EMA concedes Alnylam’s MAA for treatment of ATTR amyloidosis
European Medicines Agency asserted that Alnylam Pharmaceutical’s application for Marketing Authorisation has been accepted for review of for patisiran, an investigational RNAi therapeutic targeting transthyretin (TTR) for the treatment of hereditary ATTR (hATTR) amyloidosis. In the U.S., patisiran has Fast Track Designation, Breakthrough Therapy Designation, and an expanded Orphan Drug Designation for ATTR amyloidosis from the FDA.
Eric Green, Vice President and General Manager of the TTR program at Alnylam said: “We plan to work closely with the EMA and Committee for Medicinal Products for Human Use (CHMP) toward the goal of bringing patisiran to patients with hATTR amyloidosis in the EU as quickly as possible.”
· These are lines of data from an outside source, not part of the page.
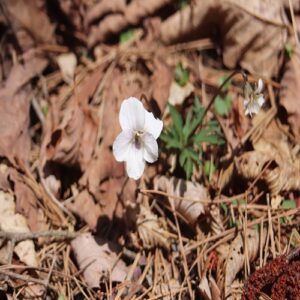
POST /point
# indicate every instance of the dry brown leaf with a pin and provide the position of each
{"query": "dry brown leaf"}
(30, 22)
(290, 90)
(67, 63)
(26, 201)
(167, 290)
(236, 257)
(190, 210)
(74, 10)
(13, 222)
(73, 142)
(126, 15)
(272, 148)
(98, 259)
(178, 93)
(152, 230)
(85, 207)
(252, 42)
(14, 108)
(204, 288)
(161, 80)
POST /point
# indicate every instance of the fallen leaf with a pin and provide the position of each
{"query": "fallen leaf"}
(98, 259)
(85, 207)
(15, 106)
(192, 207)
(290, 90)
(178, 93)
(204, 288)
(74, 10)
(14, 222)
(161, 79)
(32, 19)
(73, 142)
(116, 16)
(152, 230)
(67, 63)
(26, 201)
(236, 257)
(252, 42)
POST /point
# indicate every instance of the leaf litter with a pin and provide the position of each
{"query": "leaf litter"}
(216, 216)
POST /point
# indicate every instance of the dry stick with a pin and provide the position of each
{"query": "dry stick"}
(232, 230)
(185, 268)
(155, 192)
(206, 43)
(271, 227)
(21, 236)
(53, 198)
(129, 275)
(211, 102)
(259, 17)
(27, 278)
(294, 22)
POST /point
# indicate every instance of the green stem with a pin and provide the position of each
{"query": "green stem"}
(211, 102)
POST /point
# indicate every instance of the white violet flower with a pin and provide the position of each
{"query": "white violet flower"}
(254, 98)
(137, 141)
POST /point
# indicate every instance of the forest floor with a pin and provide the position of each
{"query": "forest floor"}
(216, 215)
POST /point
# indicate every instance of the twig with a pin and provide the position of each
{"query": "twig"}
(27, 278)
(232, 230)
(21, 236)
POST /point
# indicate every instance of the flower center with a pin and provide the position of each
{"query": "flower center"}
(138, 138)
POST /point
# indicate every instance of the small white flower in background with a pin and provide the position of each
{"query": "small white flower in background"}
(137, 141)
(254, 98)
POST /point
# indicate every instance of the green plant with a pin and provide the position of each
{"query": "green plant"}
(185, 140)
(287, 204)
(181, 75)
(222, 104)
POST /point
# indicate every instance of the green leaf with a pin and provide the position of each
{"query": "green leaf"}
(126, 35)
(209, 168)
(288, 204)
(183, 157)
(181, 75)
(188, 168)
(239, 201)
(222, 80)
(170, 141)
(176, 118)
(206, 136)
(225, 208)
(187, 126)
(223, 105)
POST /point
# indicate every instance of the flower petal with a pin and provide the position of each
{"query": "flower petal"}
(150, 148)
(135, 163)
(132, 114)
(152, 125)
(260, 86)
(122, 144)
(261, 100)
The UK Medicines and Healthcare Products Regulatory Agency (MHRA) has granted designation of patisiran as a Promising Innovative Medicine (PIM), supportive of its consideration for entry into the UK’s Early Access to Medicines Scheme (EAMS). EAMS vows to give access to medicines to patients with life-threatening or seriously debilitating conditions that do not yet have a marketing authorization when it is essentially mandated for treatment.